Al Qaeda is not a monolithic entity with a single soul. The senior figures certainly have more complex motives, but the junior figures are going to have simple motives similar to the swathes of young US southerners who signed up to defend their country. The GP was talking about 'terrorists' as individual people, not as a theory.
There's a difference between analyzing terrorist motives and using terms like irony or implied hypocrisy on the part of the U.S. -- this is where the line crosses from understanding to justification.

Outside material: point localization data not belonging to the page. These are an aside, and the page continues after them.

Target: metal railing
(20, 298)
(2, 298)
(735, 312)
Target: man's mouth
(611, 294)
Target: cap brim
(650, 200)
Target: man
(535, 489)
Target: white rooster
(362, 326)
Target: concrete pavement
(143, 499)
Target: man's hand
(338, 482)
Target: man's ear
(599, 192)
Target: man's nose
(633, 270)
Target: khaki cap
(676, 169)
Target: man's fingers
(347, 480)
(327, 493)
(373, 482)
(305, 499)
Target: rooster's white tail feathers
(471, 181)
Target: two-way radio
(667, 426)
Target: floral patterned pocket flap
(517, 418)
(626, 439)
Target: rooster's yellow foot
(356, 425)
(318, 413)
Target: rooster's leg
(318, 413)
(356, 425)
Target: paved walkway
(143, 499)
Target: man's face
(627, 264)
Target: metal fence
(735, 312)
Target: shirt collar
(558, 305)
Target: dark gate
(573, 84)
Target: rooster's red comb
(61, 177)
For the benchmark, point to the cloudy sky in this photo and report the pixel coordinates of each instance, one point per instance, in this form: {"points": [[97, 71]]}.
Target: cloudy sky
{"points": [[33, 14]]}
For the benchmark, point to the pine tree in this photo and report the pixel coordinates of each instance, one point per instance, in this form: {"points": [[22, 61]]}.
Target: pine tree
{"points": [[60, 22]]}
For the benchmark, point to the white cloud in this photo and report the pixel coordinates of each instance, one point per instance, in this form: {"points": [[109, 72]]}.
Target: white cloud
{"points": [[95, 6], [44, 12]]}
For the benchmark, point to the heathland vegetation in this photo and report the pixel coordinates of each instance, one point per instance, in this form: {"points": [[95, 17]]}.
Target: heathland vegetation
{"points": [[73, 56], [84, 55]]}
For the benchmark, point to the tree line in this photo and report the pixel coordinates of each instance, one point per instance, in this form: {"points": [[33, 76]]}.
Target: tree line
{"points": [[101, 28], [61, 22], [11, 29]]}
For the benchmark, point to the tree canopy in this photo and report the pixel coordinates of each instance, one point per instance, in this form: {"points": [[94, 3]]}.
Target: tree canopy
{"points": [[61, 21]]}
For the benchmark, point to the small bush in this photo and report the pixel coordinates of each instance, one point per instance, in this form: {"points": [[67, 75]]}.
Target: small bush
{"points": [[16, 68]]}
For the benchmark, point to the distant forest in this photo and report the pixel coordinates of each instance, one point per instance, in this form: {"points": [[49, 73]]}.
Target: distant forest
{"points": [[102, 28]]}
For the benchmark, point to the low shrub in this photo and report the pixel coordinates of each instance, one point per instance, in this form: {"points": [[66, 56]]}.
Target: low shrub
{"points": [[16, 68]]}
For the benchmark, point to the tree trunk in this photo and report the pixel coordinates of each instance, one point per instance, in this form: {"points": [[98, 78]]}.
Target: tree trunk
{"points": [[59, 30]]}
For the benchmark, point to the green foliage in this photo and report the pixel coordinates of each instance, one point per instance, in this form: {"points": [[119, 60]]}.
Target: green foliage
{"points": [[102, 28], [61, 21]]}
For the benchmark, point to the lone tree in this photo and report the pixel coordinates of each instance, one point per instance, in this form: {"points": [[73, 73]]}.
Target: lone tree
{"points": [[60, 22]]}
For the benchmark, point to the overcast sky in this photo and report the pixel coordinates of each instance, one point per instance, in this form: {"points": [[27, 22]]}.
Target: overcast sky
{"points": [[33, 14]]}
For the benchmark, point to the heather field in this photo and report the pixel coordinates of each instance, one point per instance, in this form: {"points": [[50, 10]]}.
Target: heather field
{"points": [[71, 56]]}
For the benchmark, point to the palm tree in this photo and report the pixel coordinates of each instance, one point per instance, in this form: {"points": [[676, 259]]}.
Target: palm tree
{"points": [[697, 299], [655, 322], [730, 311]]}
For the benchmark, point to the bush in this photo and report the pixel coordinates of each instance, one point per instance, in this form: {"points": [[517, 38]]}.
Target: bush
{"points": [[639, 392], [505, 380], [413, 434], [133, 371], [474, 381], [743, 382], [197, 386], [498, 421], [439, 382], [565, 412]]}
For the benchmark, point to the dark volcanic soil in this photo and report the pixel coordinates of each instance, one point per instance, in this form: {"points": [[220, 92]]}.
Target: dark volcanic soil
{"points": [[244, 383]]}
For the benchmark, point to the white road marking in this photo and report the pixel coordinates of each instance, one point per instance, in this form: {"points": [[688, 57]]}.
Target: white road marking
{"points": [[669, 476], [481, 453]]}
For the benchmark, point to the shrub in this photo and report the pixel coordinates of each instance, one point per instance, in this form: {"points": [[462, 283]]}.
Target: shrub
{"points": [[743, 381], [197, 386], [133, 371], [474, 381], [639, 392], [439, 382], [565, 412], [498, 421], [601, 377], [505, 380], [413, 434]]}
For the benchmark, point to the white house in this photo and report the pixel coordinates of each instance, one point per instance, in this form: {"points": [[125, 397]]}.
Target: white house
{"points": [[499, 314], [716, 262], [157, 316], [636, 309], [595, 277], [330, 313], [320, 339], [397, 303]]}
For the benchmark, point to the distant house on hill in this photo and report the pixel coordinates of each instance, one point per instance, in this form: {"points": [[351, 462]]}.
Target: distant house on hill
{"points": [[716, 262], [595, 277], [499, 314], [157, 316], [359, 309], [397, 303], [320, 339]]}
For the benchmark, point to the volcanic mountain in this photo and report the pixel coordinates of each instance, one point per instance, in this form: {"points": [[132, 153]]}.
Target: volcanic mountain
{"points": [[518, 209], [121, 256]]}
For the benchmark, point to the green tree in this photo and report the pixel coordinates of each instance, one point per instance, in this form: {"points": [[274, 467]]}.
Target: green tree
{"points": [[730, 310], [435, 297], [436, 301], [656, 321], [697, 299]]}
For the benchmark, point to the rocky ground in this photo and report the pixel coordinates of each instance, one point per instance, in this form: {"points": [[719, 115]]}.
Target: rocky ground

I did not justify terrorism, nor was I attempting to. I am merely pointing out that even a 'terrorist' has reasons for his actions, and we ignore those reasons at our own peril. The CIA has a term for what amounts to retaliation in response to US actions overseas: blowback. It is obvious that if you fuck with a beehive long enough, you are eventually going to be stung. Is the bee wrong? Are we wrong? Who cares? The sensible course of action would be to just stop fucking with the damn beehive.
Unfortunately, it seems that we've allowed our government to get us caught in a feedback loop of retaliation - they sting us, we smash something of theirs. When does it stop? Must we eradicate all of the bees in order to see peace?